Another fine madness is that the Adderall (the MFA writing program of the future) distills a new style, the flat affect: "She said she was a hypnotist and could read my mind. We drank beers from tall glasses shaped like boots before going to my hotel room where I lay on the floor and she walked across me in her heels." Can you feel the emotionlessness, little to signify care, concern, or closeness? Such a tack predominates. Elliott is unsentimental, never histrionic; he hews to the facts, though he often reflects on the mess he’s in.

And yet his road-grader prose does not flatten the story. Why? The style integrates a lot of shape-shifting, moving between past and present and between his inner turmoil with outer events, then and now. The flat affect, done consistently, smooths the quirky leaps, stabilizes the soiled content. It’s the half-dozed hum of riding your bike down Valencia Street in San Francisco, trying to ignore all the shit—sidewalk drunks, garbage stench, flack-jacket macho—you encounter but registering it all the same.

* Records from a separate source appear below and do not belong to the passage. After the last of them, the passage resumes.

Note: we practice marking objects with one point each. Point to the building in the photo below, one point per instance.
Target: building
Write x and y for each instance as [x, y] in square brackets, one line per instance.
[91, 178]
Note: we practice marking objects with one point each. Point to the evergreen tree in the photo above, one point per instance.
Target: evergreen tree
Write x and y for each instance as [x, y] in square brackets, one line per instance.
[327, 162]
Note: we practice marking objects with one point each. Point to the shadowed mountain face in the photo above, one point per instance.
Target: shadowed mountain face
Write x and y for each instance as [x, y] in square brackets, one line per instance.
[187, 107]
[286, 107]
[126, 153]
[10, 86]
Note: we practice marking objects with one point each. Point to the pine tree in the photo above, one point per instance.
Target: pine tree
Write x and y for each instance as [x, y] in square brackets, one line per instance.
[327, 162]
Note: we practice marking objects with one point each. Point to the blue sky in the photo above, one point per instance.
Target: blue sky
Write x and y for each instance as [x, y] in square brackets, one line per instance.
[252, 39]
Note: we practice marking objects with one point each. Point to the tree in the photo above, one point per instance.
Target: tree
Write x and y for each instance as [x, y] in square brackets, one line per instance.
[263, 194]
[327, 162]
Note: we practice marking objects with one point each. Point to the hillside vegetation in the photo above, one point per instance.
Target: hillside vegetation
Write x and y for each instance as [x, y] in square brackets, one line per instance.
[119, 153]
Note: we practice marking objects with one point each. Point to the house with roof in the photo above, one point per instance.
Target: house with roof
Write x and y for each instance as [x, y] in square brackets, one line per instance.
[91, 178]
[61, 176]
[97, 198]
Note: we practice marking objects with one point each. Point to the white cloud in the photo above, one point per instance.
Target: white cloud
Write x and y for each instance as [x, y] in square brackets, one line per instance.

Elliott’s closing strategy is to communicate with or quote several memoirists whose help in ending the book he seeks. O Brother, Where Art Thou? One guide is the ending of Vivian Gornick’s Fierce Attachments, whose tragic inconclusiveness he admires. The best writers do not conclude; they exhaust the material, seem better off and back where they began. How curious this chumminess—memoir writers inviting each other into their books. Or, in Elliott’s words, "To write about oneself honestly one has to admit a certain inconsistency and randomness that would never be tolerated in even the best of novels."